Short-Term Effects of Exercise on the Muscular System

Different types and intensities of exercise can cause various short-term changes and adaptations to your muscles -- skeletal, cardiac and smooth -- and the nervous system. High-intensity aerobics can improve your heart muscle's strength, while intense strength conditioning decreases your sensitivity to muscle soreness. These short-term effects can make you more resilient to injury and fatigue and improve your endurance and strength in the long term.

Your cardiovascular and respiratory systems provide nutrients to and remove wastes from your muscles, working like a furnace to regulate your body's energy demand. Your muscles crave more oxygen and glucose for fuel as your exercise intensity increases. Therefore, your brain stimulates your adrenal glands to release more adrenaline and noradrenaline into your blood, which increases your heart rate and the force of its contractions, according to Sports Fitness Advisor. Stroke volume is the amount of blood pumped out of the left ventricle of your heart. As exercise intensity increases, the wall of the left ventricle increases to fill up with more blood. The elastic recoil produces a more powerful contraction, forcing more blood out into the body.

Muscle glycogen is the storage site of carbohydrates, much like how plants store carbohydrates in the form of starch. As you exercise, glycogen is released into the bloodstream to provide energy for your cells and to assist in fat metabolism. In a 1996 study published in "Sports Medicine," researchers found out that short-term, high-intensity exercise produces a higher glycogen resynthesis rate -- or formation of new glycogen -- than prolonged, lower-intensity exercise. After a bout of resistance training or high-intensity aerobic exercise, your body demands more protein to rebuild damaged muscle tissues. This demand can last between 24 and 48 hours, which means that you should consume meals regularly to replenish protein. A 2001 review published in the "International Journal of Sports Medicine and Exercise Metabolism" suggests that a combination of protein and carbohydrates should be consumed to promote protein synthesis. A subsequent 2006 study published in "Metabolism" showed that consuming a liquid meal consisting of carbohydrates and proteins can suppress cortisol from being released into your bloodstream, which causes muscle protein to break down.

A strength-training session can leave your muscles feeling sore and tender, especially if you haven't exercised in a long time. Although there is no single factor that causes exercise-induced muscle soreness, physical therapist Tony Ingram states that the most likely cause of muscle soreness is from eccentric muscle contractions, which is the lengthening of muscle tissues while they're under tension.
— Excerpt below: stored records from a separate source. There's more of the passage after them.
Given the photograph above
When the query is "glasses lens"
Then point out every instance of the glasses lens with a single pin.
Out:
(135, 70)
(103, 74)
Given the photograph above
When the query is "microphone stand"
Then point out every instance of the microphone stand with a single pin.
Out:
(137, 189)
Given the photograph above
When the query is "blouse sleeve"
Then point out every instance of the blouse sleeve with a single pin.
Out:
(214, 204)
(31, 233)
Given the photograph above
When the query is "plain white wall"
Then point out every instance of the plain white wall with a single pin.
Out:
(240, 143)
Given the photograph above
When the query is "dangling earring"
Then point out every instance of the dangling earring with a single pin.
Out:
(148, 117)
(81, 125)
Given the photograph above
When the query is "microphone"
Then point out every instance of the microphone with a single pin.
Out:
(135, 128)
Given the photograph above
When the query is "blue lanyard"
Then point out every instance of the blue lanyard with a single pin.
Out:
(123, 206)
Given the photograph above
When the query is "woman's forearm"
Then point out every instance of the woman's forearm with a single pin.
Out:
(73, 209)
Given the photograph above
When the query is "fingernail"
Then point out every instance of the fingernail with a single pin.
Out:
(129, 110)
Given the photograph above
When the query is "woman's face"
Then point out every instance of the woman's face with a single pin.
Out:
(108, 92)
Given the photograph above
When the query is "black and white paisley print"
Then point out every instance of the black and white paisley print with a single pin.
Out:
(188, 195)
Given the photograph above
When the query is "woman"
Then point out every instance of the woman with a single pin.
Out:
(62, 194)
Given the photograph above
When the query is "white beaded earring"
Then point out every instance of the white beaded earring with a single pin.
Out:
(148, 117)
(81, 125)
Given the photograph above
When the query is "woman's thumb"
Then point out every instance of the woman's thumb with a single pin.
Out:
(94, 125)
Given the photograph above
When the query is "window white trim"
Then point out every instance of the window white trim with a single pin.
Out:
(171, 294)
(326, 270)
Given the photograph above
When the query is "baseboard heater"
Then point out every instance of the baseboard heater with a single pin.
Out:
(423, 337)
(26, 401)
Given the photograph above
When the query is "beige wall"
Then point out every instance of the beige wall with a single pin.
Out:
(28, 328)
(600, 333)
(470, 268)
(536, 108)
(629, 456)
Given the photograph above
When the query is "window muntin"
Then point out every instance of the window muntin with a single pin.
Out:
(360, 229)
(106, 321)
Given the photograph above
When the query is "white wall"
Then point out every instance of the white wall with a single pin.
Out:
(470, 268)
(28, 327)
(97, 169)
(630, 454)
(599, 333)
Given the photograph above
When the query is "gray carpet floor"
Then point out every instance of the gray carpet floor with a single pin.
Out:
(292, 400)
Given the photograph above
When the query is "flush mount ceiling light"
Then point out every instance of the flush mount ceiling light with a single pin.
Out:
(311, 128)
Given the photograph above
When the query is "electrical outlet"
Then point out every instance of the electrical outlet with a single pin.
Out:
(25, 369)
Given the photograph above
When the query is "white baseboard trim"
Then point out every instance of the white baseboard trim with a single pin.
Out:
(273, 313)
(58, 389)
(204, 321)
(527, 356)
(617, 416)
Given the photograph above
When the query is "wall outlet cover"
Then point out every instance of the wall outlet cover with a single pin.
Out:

An example would be the lengthening of your quadriceps as you squat down. A 2013 study published in the "European Journal of Applied Physiology" showed that muscle sensitivity to pain decreased in subjects a day after they had performed a bout of eccentric exercises. Your nervous system increases the pain threshold in your muscles to adapt to the exercise stress, which is why you may not feel as sore the next time you exercise.

Whether you're training for a marathon or competing in a two-minute boxing match, muscle fatigue affects all athletes. The primary symptom of muscle fatigue is defined as a "decline in the maximal force or power capacity of muscle," according to a 2008 study published in "The Journal of Physiology." When energy demand exceeds the energy production rate, your muscle fibers reduce their contractile power, which eventually forces you to stop exercising. Other factors that can contribute to the degree of muscle fatigue include age, gender, fitness status, presence or absence of disease or injury, body position and exercise intensity.